Save the data as TFRecord files.

Parameters:
  • tfrecord_dir (str) – Directory to save the TFRecord datasets.

  • sequence_length (int) – Length of the segment of data to feed into the model.

  • step_size (int, optional) – Number of samples to slide the sequence across the dataset. Default is no overlap.

  • validation_split (float, optional) – Ratio to split the dataset into a training and validation set.

  • overwrite (bool, optional) – Should we overwrite the existing TFRecord datasets if there is a need?

Return type:

None

tfrecord_dataset(sequence_length, batch_size, shuffle=True, validation_split=None, concatenate=True, step_size=None, drop_last_batch=False, tfrecord_dir=None, overwrite=False)[source]#

Create a TFRecord Dataset for training or evaluation.

Parameters:
  • sequence_length (int) – Length of the segment of data to feed into the model.
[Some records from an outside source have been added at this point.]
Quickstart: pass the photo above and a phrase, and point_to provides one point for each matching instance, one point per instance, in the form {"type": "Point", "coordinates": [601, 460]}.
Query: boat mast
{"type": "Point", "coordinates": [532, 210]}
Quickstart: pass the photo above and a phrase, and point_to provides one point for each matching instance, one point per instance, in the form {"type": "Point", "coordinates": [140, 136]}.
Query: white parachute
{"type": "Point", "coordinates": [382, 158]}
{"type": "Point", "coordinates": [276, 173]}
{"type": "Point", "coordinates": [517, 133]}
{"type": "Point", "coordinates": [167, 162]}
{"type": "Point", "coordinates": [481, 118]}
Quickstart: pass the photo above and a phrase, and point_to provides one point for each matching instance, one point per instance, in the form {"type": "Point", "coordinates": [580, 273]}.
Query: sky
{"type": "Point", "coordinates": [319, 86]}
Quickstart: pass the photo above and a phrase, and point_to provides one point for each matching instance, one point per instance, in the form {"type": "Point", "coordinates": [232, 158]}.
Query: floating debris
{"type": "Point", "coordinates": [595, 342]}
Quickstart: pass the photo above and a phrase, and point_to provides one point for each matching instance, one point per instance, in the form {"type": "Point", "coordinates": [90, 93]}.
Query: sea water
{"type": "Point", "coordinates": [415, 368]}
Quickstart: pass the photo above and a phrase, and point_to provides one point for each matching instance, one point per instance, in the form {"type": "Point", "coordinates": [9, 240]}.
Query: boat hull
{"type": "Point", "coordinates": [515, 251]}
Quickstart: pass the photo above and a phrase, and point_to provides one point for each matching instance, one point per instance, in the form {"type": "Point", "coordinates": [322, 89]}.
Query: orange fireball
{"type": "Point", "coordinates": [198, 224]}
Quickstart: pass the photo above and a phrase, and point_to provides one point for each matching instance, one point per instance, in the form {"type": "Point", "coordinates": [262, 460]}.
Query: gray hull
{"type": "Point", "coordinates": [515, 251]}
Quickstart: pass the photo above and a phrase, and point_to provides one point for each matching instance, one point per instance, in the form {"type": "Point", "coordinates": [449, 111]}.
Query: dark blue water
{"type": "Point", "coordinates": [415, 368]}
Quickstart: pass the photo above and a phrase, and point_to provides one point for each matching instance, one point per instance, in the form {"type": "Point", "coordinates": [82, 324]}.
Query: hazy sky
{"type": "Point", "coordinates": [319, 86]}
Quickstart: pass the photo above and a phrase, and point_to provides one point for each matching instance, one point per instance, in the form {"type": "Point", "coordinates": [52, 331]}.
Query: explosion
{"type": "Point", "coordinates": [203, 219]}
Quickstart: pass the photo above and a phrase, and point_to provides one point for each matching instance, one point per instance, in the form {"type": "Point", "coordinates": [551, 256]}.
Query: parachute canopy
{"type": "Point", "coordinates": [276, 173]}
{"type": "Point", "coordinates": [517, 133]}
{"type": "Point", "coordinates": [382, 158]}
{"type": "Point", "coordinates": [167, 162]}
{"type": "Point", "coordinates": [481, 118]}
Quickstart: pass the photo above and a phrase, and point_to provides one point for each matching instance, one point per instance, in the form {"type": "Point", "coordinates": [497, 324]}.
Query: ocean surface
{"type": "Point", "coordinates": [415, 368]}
  • batch_size (int) – Number sequences in each mini-batch which is used to train the model.

  • shuffle (bool, optional) – Should we shuffle sequences (within a batch) and batches.

  • validation_split (float, optional) – Ratio to split the dataset into a training and validation set.

  • concatenate (bool, optional) – Should we concatenate the datasets for each array?

  • step_size (int, optional) – Number of samples to slide the sequence across the dataset. Default is no overlap.

  • drop_last_batch (bool, optional) – Should we drop the last batch if it is smaller than the batch size?

  • tfrecord_dir (str, optional) – Directory to save the TFRecord datasets. If None, then Data.store_dir is used.

  • overwrite (bool, optional) – Should we overwrite the existing TFRecord datasets if there is a need?

Returns:

dataset – Dataset for training or evaluating the model along with the validation set if validation_split was passed.

Return type:

tf.data.TFRecordDataset or tuple of tf.data.TFRecordDataset

add_session_labels(label_name, label_values, label_type)[source]#

Add session labels as a new channel to the data.

Parameters:
  • label_name (str) – Name of the new channel.

  • label_values (np.ndarray) – Labels for each session.

  • label_type (str) – Type of label, either “categorical” or “continuous”.

Return type:

None

add_extra_channel(channel_name, channel_values)[source]#

Add an extra channel to the data.

Parameters:
  • channel_name (str)

  • channel_values (List[numpy.ndarray])

Return type:

None

get_session_labels()[source]#

Get the session labels.

Returns:

session_labels – List of session labels.

Return type:

List[SessionLabels]

recommend_model_config()[source]#

Recommends arguments for a model config based on the data.

Return type:

None

save_preparation(output_dir='.')[source]#

Save a pickle file containing preparation settings.

Parameters:

output_dir (str) – Path to save data files to. Default is the current working directory.

Return type:

None

load_preparation(inputs)[source]#

Loads a pickle file containing preparation settings.

Parameters:

inputs (str) – Path to directory containing the pickle file with preparation settings.

Return type:

None

save(output_dir='.', outnames=None)[source]#

Saves (prepared) data.

The ordering of the saved files matches the order of the input files.

Parameters:
  • output_dir (str) – Path to save data files to. Default is the current working directory.

  • outnames (list of str, optional) – Names/IDs for output files (excluding the extension).

Return type:

None

delete_dir()[source]#

Deletes store_dir.

Return type:

None

class osl_dynamics.data.base.SessionLabels[source]#

Class for session labels.

Parameters:
  • name (str) – Name of the session label.

  • values (np.ndarray) – Value for each session. Must be a 1D array of numbers.

  • label_type (str) – Type of the session label. Options are “categorical” and “continuous”.

name: str[source]#
values: numpy.ndarray[source]#
label_type: str[source]#